Inverting the Process
It is straightforward to invert a bit stream constructed from Huffman codes and determine the original input. The key observation is that every character node on the Huffman tree is a terminal branch. Since there can be no subsequent branches on character nodes, we are guaranteed that there will be no redundancy in the new bit representations for each character.
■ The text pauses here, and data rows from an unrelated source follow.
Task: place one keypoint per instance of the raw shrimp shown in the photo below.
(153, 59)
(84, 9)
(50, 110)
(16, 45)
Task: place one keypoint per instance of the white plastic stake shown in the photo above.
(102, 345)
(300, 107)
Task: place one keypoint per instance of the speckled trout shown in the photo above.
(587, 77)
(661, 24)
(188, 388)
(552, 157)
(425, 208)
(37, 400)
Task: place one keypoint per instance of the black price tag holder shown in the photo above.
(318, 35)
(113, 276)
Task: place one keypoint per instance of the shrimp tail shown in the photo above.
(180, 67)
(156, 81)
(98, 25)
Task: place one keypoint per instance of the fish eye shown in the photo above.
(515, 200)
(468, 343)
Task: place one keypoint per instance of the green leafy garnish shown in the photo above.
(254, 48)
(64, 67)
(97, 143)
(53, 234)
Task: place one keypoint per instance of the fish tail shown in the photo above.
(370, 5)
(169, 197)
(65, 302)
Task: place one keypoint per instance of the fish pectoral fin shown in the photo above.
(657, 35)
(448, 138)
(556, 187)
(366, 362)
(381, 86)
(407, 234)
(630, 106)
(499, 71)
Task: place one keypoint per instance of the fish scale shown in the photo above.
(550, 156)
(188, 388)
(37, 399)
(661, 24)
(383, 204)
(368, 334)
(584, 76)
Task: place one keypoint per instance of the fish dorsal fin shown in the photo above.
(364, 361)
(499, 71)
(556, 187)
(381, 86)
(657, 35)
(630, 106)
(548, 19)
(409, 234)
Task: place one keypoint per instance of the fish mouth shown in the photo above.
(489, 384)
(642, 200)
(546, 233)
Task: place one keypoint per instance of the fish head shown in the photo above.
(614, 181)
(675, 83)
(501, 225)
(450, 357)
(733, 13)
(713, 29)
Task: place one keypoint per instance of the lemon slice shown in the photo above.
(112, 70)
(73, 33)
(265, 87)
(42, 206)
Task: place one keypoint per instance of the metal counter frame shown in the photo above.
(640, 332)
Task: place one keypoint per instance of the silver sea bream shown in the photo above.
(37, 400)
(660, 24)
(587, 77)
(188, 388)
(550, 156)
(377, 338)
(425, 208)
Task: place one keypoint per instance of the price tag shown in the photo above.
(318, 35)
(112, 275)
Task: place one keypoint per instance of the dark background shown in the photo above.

Thus, if we have the dictionary AND the Huffman coded bit stream, we can determine the original characters.
As an example, consider the Huffman dictionary and bit stream below:
| Letter | | Huffman |
| s | | 00 |
| i | | 1111 |
| m | | 100 |
| p | | 101 |
Bitstream: 100110011001110110111
We start with the 1. Since no character is represented by 1, we consider 10. Again no character is represented by 10 so we proceed to 100. The dictionary yields an m for this bit sequence. Next comes a 11 (i) and 0 (s), 0 (s), 11 (i), 0 (s), 0 (s), 11 (i), 101 (p), 101 (p), 11 (i) so that the stream represents the word mississippi.
Huffman Coding and Digital Images
It is a bit of a sales job to only consider short words such as sassafras or mississippi. The range of byte values for a digital image can certainly go from 0 to 255 and in this case drawing the tree is impractical. We can still compute the Huffman codes.
Consider the image at right. It is 512 x 768 pixels for a total of 512*768 = 393,216 pixels or 393,216*8 = 3,145,728 bits. It turns out that all 256 grayscale intensities appear in the image. If we compute the Huffman codes for this image, then we find we can compress the storage size and use 3,033,236 bits or about 7.714bpp. This value hardly represents a significant savings!
What went wrong? The fact that all 256 pixel intensities appeared in the image forced the Huffman process to form the maximum number of levels (there were only four levels in our Huffman tree for sassafras) and that made most new bit representations only modestly shorter than the original ones.
The lesson to learn here is that while Huffman codes produce a savings when applied directly to an image, it will work much better if the image consists of fewer distinct intensities. What researchers have learned is that transforming an image to a different setting where the resulting output is comprised of significantly fewer pixel intensities dramatically increases the compression potential of Huffman coding (or other coding methods). That's where wavelets come in!
While the naive Huffman coding outlined above is not used in compression algorithms, it is a useful tool to understand the basic idea of image compression. The interested reader might wish to consult The Data Compression Book.